From One-Hot to Semantic Encoding: Entity Embedding for Small and Heterogeneous Digital Humanities Datasets
Proceedings of Shaping Multilingual, Multimodal AI for the Social Sciences and Humanities (LLMs4SSH) @ LREC 2026
Abstract
This paper investigates the use of semantic encoding for the analysis of heterogeneous digital literature metadata. Drawing on two databases of Latin American digital literature, Archivo de Literatura Digital en América Latina and the Atlas da Literatura Digital Brasileira, we compare traditional one-hot encoding with a semantically enriched representation derived from feature-value descriptions embedded in a continuous vector space. In contrast to one-hot encoding, which treats categorical values as orthogonal, semantic encoding models accounts for similarity between features, thereby mitigating vocabulary mismatch across databases. We evaluate both approaches using between-group centroid distances, and normalized centrality measures. Our results show that semantic encoding clarifies structural differentiation across genres and might smooth arbitrary differences introduced by differing vocabularies across databases.
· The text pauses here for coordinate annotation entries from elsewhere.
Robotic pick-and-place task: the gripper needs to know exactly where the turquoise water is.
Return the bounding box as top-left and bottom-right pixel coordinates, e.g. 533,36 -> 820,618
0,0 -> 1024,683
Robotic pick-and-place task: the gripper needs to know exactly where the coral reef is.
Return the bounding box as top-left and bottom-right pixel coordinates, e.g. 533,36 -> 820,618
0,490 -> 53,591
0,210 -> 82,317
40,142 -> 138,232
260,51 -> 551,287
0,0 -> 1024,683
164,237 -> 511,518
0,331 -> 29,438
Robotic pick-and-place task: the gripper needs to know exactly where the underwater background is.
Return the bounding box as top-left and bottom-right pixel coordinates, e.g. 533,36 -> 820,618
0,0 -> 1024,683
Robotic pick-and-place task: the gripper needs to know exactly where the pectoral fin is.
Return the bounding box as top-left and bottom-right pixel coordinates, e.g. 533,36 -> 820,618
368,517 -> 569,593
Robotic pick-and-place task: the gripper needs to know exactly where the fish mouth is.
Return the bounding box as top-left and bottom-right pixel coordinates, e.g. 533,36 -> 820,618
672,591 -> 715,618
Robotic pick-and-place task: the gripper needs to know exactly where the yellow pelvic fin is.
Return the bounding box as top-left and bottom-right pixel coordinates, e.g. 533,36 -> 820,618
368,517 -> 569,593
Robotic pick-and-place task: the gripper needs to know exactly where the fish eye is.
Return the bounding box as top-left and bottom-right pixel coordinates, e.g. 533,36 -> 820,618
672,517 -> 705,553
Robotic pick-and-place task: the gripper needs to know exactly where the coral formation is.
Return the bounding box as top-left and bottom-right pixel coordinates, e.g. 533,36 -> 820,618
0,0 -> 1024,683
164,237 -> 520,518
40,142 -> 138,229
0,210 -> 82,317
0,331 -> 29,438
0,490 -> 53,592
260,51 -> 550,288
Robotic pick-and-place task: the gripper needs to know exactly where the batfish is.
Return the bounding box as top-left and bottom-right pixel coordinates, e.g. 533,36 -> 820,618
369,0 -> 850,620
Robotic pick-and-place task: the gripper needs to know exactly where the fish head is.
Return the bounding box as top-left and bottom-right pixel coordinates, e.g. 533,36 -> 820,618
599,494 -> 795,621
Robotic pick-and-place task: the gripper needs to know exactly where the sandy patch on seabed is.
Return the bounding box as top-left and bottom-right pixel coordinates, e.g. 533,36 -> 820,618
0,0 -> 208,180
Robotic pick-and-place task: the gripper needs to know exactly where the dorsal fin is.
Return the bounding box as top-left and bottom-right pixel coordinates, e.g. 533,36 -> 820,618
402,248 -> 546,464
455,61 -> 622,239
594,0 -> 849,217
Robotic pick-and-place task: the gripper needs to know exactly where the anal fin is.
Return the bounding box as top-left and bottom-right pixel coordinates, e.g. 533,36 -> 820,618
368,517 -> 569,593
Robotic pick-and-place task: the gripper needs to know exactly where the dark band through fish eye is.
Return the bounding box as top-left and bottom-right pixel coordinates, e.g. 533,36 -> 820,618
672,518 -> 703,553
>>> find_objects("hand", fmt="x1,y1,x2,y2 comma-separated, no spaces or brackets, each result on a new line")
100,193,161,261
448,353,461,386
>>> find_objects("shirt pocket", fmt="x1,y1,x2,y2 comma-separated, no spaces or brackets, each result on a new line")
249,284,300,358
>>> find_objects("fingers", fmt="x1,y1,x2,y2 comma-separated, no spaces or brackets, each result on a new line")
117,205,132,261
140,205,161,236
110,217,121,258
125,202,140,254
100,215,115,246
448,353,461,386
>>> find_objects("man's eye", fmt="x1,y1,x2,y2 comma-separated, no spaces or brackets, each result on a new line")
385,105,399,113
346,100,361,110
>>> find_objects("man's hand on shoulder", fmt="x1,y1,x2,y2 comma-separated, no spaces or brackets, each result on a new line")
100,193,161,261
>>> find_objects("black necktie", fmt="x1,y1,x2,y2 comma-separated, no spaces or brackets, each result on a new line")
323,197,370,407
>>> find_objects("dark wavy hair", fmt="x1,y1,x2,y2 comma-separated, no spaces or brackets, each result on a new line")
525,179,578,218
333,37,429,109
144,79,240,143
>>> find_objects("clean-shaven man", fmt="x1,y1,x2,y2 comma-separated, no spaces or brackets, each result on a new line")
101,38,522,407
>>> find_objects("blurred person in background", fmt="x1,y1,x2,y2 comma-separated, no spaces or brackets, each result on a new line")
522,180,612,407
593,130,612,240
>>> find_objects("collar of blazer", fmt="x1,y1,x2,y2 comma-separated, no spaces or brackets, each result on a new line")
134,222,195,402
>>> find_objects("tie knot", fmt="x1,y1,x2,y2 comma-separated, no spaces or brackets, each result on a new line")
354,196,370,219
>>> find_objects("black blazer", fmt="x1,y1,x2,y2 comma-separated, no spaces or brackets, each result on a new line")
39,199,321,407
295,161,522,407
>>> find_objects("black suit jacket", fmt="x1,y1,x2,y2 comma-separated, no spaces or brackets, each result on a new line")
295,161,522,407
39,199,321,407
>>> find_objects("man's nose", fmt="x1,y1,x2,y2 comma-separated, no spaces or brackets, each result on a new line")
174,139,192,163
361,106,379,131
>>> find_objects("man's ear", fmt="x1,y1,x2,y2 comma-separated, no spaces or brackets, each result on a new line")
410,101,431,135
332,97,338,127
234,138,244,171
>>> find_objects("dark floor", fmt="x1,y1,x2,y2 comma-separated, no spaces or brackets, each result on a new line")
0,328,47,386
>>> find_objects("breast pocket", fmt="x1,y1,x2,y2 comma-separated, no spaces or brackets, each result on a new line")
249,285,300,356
The findings suggest that semantic representations provide a more interpretable embedding space for small and taxonomically heterogeneous datasets. Beyond technical performance, the study suggests that embedding-based methods can support critical inquiry in digital humanities, enabling the examination of database bias, categorical patterns, and diachronic evolution within a unified semantic framework. Code is available at https://github.com/isag91/semantic-encoding-DH.